Phyllis Diller had flown in from California for the day to film a small role as a carjacking victim with a much younger boyfriend in "Forget About It," which has been filmed at numerous local spots.
Everyone on the set — from the movie’s director on down — jockeyed to pose for a snapshot with the star. "I always wanted a picture with her, ever since we knew she would be on board," said Manny Flores, an associate producer on the film and director B.J. Davis’ assistant. Diller, 86, said between takes that she had never shot a movie in the Valley, but "worked in this city for 40 years" performing countless stand-up comedy shows through her career.
Diller displayed a spry personality to go with her relatively youthful face, the result of the plastic surgeries she often incorporated into her act before she retired from live performances less than two years ago. She noted the difference between stage comedy and movie making.
"When I was live, everything was working very hard, and you had to work very hard and fast," she said. "This is just the opposite, just the opposite. It's the slowest."
A semi-regular on the TV soap opera "The Bold and the Beautiful," Diller said she's been in 25 to 30 movies, "but a lot of them weren't really anything you'd want to see."
She said she is looking forward to seeing "Forget About It" when it reaches theaters sometime around Thanksgiving. Much of the East Valley will be watching for it along with her. The movie is a comedy about a mobster (Mesa resident Michael Paloma) sent to a mobile-home retirement community by the witness protection program. Mesa's Sunrise Village Mobile Home Park provided the setting for most of the filming. Reynolds, Welch, Durning and Robert Loggia, who wrapped up their work a week ago, all play neighbors of Paloma's.
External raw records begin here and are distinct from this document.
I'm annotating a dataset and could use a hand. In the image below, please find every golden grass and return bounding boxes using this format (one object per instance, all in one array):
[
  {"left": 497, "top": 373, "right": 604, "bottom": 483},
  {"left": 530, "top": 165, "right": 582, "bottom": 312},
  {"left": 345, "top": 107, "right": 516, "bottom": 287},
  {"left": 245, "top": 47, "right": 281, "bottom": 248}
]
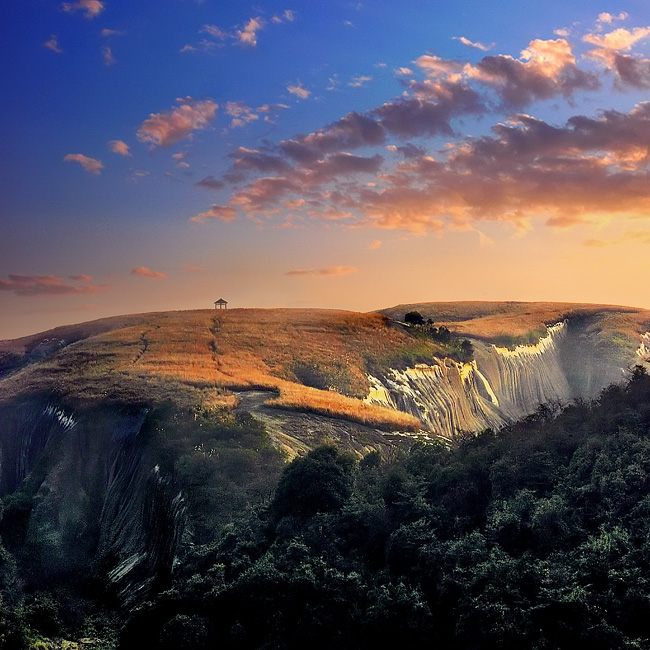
[
  {"left": 0, "top": 309, "right": 424, "bottom": 431},
  {"left": 382, "top": 301, "right": 650, "bottom": 342},
  {"left": 266, "top": 379, "right": 421, "bottom": 431},
  {"left": 3, "top": 303, "right": 649, "bottom": 432}
]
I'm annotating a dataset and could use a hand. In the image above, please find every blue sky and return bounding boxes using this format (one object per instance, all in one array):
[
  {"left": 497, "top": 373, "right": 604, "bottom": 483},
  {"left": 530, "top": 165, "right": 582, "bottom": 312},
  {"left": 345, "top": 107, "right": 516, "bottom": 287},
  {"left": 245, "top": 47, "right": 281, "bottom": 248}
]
[{"left": 3, "top": 1, "right": 650, "bottom": 338}]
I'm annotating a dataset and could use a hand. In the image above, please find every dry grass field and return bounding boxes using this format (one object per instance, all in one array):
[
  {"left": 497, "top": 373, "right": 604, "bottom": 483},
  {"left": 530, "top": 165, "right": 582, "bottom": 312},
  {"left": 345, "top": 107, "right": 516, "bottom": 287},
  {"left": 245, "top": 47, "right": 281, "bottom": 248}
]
[
  {"left": 381, "top": 301, "right": 650, "bottom": 345},
  {"left": 0, "top": 309, "right": 428, "bottom": 431},
  {"left": 3, "top": 303, "right": 650, "bottom": 432}
]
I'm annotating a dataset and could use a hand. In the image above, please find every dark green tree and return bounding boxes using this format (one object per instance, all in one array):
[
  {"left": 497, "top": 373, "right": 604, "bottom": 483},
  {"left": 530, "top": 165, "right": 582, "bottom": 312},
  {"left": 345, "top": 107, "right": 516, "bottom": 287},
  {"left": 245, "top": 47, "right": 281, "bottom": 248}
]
[
  {"left": 404, "top": 311, "right": 425, "bottom": 326},
  {"left": 271, "top": 445, "right": 356, "bottom": 520}
]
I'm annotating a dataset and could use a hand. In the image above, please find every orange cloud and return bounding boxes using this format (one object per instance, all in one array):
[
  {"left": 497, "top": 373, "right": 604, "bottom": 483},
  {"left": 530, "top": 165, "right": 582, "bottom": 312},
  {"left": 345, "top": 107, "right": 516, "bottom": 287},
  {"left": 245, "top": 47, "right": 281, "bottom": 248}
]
[
  {"left": 597, "top": 12, "right": 628, "bottom": 25},
  {"left": 414, "top": 55, "right": 465, "bottom": 81},
  {"left": 201, "top": 24, "right": 228, "bottom": 40},
  {"left": 285, "top": 266, "right": 358, "bottom": 277},
  {"left": 287, "top": 82, "right": 311, "bottom": 99},
  {"left": 584, "top": 26, "right": 650, "bottom": 51},
  {"left": 583, "top": 26, "right": 650, "bottom": 89},
  {"left": 366, "top": 240, "right": 382, "bottom": 249},
  {"left": 187, "top": 13, "right": 293, "bottom": 52},
  {"left": 223, "top": 101, "right": 650, "bottom": 234},
  {"left": 466, "top": 38, "right": 600, "bottom": 107},
  {"left": 0, "top": 274, "right": 109, "bottom": 296},
  {"left": 137, "top": 98, "right": 218, "bottom": 147},
  {"left": 63, "top": 153, "right": 104, "bottom": 174},
  {"left": 131, "top": 267, "right": 167, "bottom": 279},
  {"left": 230, "top": 177, "right": 300, "bottom": 213},
  {"left": 237, "top": 17, "right": 264, "bottom": 47},
  {"left": 190, "top": 205, "right": 238, "bottom": 222},
  {"left": 61, "top": 0, "right": 104, "bottom": 18},
  {"left": 43, "top": 35, "right": 62, "bottom": 53},
  {"left": 583, "top": 238, "right": 608, "bottom": 247},
  {"left": 108, "top": 140, "right": 131, "bottom": 156}
]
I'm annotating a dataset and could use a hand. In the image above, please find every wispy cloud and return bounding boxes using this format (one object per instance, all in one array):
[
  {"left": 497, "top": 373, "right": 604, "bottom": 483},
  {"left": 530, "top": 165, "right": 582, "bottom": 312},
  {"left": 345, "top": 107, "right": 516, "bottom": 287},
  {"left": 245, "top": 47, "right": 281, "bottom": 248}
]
[
  {"left": 108, "top": 140, "right": 131, "bottom": 156},
  {"left": 287, "top": 82, "right": 311, "bottom": 99},
  {"left": 61, "top": 0, "right": 104, "bottom": 19},
  {"left": 285, "top": 266, "right": 358, "bottom": 277},
  {"left": 195, "top": 176, "right": 225, "bottom": 190},
  {"left": 131, "top": 267, "right": 167, "bottom": 279},
  {"left": 101, "top": 28, "right": 125, "bottom": 37},
  {"left": 273, "top": 9, "right": 296, "bottom": 23},
  {"left": 0, "top": 274, "right": 109, "bottom": 296},
  {"left": 102, "top": 46, "right": 116, "bottom": 66},
  {"left": 584, "top": 230, "right": 650, "bottom": 247},
  {"left": 43, "top": 35, "right": 62, "bottom": 53},
  {"left": 137, "top": 98, "right": 218, "bottom": 147},
  {"left": 453, "top": 36, "right": 494, "bottom": 51},
  {"left": 184, "top": 11, "right": 295, "bottom": 52},
  {"left": 225, "top": 101, "right": 259, "bottom": 127},
  {"left": 189, "top": 205, "right": 238, "bottom": 222},
  {"left": 63, "top": 153, "right": 104, "bottom": 174},
  {"left": 366, "top": 240, "right": 382, "bottom": 249},
  {"left": 349, "top": 75, "right": 373, "bottom": 87}
]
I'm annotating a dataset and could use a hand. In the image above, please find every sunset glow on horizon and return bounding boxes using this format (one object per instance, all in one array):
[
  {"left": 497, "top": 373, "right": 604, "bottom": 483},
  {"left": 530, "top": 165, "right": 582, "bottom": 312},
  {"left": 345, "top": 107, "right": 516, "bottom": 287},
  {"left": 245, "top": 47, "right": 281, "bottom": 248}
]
[{"left": 4, "top": 1, "right": 650, "bottom": 339}]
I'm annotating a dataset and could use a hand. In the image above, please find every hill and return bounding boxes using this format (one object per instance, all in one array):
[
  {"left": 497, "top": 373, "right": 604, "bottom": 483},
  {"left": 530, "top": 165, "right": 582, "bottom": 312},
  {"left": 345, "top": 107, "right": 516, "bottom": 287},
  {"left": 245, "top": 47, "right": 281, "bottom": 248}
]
[
  {"left": 1, "top": 302, "right": 650, "bottom": 648},
  {"left": 2, "top": 303, "right": 649, "bottom": 441}
]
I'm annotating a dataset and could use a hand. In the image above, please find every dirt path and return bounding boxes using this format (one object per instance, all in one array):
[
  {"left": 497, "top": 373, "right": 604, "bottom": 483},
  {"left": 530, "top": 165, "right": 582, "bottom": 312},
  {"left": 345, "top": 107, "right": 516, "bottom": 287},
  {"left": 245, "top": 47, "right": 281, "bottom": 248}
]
[{"left": 233, "top": 389, "right": 416, "bottom": 459}]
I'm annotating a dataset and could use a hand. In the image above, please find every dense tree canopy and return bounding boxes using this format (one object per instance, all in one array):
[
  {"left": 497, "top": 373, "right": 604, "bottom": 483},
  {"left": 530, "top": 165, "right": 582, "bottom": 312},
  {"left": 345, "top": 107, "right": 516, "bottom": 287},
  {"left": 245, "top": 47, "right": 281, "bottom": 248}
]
[{"left": 119, "top": 367, "right": 650, "bottom": 650}]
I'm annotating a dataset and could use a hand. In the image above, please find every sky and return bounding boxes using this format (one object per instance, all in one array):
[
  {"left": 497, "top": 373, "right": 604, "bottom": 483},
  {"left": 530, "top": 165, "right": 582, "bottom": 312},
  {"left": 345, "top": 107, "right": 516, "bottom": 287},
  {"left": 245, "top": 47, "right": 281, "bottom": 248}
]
[{"left": 3, "top": 1, "right": 650, "bottom": 339}]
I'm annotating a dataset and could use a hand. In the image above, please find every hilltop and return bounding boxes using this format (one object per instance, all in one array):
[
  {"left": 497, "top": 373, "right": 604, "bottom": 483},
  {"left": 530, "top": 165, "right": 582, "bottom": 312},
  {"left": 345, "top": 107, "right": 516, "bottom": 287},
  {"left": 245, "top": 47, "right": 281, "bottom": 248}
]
[{"left": 2, "top": 303, "right": 649, "bottom": 438}]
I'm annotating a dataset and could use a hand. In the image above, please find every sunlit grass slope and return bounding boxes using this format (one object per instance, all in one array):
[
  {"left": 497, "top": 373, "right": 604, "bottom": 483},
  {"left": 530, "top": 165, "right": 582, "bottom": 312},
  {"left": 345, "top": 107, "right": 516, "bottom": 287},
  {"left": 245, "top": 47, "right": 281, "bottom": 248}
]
[
  {"left": 381, "top": 301, "right": 650, "bottom": 347},
  {"left": 0, "top": 309, "right": 433, "bottom": 431},
  {"left": 3, "top": 303, "right": 650, "bottom": 432}
]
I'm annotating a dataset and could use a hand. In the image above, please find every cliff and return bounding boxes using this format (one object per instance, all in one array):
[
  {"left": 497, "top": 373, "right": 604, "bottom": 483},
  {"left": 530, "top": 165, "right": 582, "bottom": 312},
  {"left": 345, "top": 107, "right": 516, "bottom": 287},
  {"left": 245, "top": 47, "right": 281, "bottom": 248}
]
[
  {"left": 366, "top": 310, "right": 648, "bottom": 438},
  {"left": 0, "top": 303, "right": 649, "bottom": 606}
]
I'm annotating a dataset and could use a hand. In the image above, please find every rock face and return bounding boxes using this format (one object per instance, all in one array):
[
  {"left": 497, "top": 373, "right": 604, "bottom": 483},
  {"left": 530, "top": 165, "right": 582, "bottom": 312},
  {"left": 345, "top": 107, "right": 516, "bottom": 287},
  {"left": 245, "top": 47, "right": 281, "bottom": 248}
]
[
  {"left": 0, "top": 398, "right": 186, "bottom": 606},
  {"left": 366, "top": 319, "right": 641, "bottom": 438}
]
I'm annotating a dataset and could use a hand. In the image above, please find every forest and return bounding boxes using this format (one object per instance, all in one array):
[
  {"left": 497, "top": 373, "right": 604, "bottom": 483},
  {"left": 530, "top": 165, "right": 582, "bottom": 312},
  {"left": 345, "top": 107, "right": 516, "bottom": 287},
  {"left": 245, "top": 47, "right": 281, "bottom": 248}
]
[{"left": 5, "top": 368, "right": 650, "bottom": 648}]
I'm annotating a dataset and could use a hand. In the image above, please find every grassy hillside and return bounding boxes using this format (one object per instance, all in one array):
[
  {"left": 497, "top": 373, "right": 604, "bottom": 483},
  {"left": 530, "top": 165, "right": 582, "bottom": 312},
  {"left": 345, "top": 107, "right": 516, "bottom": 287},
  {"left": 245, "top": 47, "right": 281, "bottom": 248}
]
[
  {"left": 381, "top": 301, "right": 650, "bottom": 347},
  {"left": 2, "top": 303, "right": 650, "bottom": 435},
  {"left": 0, "top": 309, "right": 432, "bottom": 432}
]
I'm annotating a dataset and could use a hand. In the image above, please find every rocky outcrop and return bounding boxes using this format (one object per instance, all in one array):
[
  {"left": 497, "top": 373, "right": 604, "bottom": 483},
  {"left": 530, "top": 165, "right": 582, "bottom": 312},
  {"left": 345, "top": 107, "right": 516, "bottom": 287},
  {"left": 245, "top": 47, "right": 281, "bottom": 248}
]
[
  {"left": 366, "top": 319, "right": 642, "bottom": 438},
  {"left": 0, "top": 398, "right": 186, "bottom": 606}
]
Park manager Mary Smith said residents never lost the thrill of seeing the stars, who began to blend in after a while. "If you saw them walking down the street and didn't know they were movie stars you'd think they were just residents of the park — except Raquel," she said. Mesa’s Falcon Field and Phoenix Sky Harbor International Airport have been used for location shooting, along with Usery Mountain Recreational Area northeast of Mesa, Casino Arizona and a downtown Phoenix building that was the scene of a bank robbery over the weekend. Controlled mayhem has been breaking out all over the Valley.
Diller's "carjacking" was the second filmed for the movie. Monday night, Alice Sliger turned on the lights for the other one at the Buckhorn Baths motel, which she built at Main Street and Recker Road in Mesa with her husband in 1936.
"Oh, I don’t know if it’ll do a lot for the motel business, but it’s giving us some action and activity, making it interesting," said Sliger, 97.
About 70 percent of the film crew is from Arizona, and a couple hundred more Arizonans have performed as extras.
Sunrise Village resident Chuck Albin said he spent a total of about 15 minutes walking up and down one of the park’s streets, whipping his head around to watch a "speeding" 30 mph car. "Forget About It" has a bit more than a week left of shooting, and the crew will be returning to Sunrise Village. Albin, 76, said it's been fun to watch the movie being made, "but I think we’re going to be happy to see them go. A lot of our activities have been disrupted," he said.
"We got to play our bingo on Friday night, but we missed our Saturday morning coffee."